Data Streaming with Zef
Zef offers a built-in streaming capability as a core feature. This allows users to build reactive systems without requiring any additional libraries. In fact, a significant part of the ZefDB is built on top of streams inherently. Users can leverage this streaming capability to react to various events in the database such as the creation, assignment, or removal of entities. The resulting reactive system can be used for a range of applications such as push notifications or real-time data processing.
A data stream consists of three stages: a data producer (source), a processing engine, and a data sink.
In this tutorial, we will explore three different types of data sources for streaming that zef can produce, and learn how to write simple code to react to them.
Reacting to Database Events
Let's say we want to build a reactive system that sends push notifications every time a new movie is created in the database. We can subscribe to the events emitted every time an ET.Movie
is created using the on
operator:
db | on[Instantiated[ET.Movie]] | subscribe[print]
In Zef, a stream is considered lazy until at least one data sink (or consumer) subscribes to it. The subscribe
operator essentially activates the stream and triggers it to start producing and emitting data.
Whenever a new movie is created, Zef will emit an Instantiated
event.
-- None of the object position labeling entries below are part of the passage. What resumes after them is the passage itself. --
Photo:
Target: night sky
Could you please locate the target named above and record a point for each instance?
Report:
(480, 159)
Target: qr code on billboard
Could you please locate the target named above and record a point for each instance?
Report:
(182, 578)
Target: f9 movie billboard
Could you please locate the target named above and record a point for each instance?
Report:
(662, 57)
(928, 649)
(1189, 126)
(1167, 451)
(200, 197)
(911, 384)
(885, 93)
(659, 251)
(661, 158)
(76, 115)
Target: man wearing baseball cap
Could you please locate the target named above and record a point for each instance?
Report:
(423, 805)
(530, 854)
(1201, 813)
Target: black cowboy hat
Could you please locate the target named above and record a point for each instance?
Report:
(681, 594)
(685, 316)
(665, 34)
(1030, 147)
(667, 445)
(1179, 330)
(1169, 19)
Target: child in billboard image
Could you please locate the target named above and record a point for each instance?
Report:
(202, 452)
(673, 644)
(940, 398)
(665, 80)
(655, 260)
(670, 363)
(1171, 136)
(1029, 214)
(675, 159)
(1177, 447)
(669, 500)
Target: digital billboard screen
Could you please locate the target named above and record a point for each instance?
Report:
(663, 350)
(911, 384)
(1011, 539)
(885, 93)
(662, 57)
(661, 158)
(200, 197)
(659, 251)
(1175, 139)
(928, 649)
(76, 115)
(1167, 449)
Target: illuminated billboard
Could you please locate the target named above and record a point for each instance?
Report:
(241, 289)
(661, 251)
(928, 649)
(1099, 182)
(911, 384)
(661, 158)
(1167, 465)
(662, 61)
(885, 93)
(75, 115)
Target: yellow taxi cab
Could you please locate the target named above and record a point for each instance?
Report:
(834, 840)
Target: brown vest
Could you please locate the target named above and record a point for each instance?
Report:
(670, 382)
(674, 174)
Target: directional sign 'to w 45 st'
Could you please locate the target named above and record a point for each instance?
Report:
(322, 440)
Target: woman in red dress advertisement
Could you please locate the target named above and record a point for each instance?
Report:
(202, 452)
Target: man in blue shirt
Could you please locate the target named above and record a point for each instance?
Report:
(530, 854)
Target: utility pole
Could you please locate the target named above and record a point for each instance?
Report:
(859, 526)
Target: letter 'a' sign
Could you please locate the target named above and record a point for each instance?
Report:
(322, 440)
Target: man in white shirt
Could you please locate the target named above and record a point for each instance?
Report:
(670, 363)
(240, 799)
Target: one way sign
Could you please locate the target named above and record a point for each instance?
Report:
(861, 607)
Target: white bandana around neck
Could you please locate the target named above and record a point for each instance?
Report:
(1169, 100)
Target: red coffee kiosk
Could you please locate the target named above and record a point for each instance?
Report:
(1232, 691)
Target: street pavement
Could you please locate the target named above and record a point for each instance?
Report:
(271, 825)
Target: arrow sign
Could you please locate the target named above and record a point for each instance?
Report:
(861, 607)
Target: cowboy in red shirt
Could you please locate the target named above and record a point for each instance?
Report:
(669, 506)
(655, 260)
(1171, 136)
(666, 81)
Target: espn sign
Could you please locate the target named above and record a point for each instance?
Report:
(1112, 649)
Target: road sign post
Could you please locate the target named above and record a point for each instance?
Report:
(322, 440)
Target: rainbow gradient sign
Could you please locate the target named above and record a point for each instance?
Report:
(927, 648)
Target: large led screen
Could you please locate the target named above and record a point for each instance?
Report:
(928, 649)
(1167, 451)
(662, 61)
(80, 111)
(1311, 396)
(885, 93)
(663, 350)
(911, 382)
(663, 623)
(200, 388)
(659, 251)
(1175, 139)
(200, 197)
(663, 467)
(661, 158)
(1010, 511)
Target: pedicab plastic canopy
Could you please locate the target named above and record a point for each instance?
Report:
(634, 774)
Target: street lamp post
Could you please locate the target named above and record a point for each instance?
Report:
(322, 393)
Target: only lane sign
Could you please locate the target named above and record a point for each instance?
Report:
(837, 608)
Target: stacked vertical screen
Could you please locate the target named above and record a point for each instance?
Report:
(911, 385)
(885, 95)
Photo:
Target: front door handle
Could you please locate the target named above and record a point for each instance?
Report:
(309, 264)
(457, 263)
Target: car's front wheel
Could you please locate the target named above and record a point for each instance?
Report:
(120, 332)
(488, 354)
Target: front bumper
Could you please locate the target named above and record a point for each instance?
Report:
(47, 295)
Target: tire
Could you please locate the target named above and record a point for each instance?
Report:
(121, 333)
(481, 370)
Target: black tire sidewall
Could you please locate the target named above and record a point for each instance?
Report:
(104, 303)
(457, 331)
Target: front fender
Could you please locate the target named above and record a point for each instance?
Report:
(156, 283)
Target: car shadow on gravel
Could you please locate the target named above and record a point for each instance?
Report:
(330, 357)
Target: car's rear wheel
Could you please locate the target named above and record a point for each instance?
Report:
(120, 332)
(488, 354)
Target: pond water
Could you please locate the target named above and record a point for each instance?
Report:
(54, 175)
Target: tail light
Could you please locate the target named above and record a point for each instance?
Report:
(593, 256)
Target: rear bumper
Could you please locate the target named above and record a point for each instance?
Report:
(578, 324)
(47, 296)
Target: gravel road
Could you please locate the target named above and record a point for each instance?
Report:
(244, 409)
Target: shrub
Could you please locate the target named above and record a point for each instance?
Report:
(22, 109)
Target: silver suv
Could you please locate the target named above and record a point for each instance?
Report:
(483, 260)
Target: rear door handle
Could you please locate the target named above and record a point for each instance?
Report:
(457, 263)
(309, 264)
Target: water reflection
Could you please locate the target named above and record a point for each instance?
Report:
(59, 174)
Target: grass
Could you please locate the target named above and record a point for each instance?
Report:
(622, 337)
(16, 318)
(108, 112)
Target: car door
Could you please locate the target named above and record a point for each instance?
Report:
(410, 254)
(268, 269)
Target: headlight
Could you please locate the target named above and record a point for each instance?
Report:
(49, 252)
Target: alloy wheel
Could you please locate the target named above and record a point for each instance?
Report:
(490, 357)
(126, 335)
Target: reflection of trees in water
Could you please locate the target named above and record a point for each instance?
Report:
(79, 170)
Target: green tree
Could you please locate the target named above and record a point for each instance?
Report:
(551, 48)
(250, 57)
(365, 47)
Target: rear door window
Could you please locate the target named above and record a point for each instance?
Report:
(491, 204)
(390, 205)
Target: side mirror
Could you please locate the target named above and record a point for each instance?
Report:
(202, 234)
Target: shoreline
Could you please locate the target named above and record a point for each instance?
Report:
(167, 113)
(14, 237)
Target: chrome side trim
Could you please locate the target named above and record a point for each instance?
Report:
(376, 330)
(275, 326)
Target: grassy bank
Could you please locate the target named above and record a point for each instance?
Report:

Let's create a new movie:
new_movie = ET.Movie(title="Hunger Games")
new_movie | db | run
You should see the following output:
Instantiated({'target': <ZefRef #97 ET.Movie slice=2>})
If we want to send a push notification to users, we can do
def send_push_notification(event):
# do something with the event emitted
message = f"{event.target | F.title | collect} is created!"
effect = FX.HTTP.Request(
url="https://<your_push_notification_service>",
data={
"message" : message
}
)
return effect
(
db | on[Instantiated[ET.Movie]] # Data Source
| map[send_push_notification] # Stream Processing
| subscribe[run] # Data Sink
)
There are two other graph events that we can subscribe to, Assigned
and Terminated
. For example:
db | on[Assigned[AET]] | subscribe[print]
db | on[Terminated[ET.Movie]] | subscribe[print]
Assigned
event is emitted usually when a value is assigned to a node, and usually it is an Attribute Entitiy (AET). Going back to the same example above, when new_movie
is created, the emitted Assigned
event looks like this.
Assigned({'target': <ZefRef #127 AET.String slice=2>, 'prev': None, 'current': 'Hunger Games'})
When a movie is removed from the database, the Terminated
event is emitted:
Terminated({'target': <ZefRef #302 ET.Movie slice=5>})
Pushable Streams
In addition to graph events, Zef also allows us to create pushable streams where we can push messages or data and react to them. It works similarly to creating a "Topic" in Kafka.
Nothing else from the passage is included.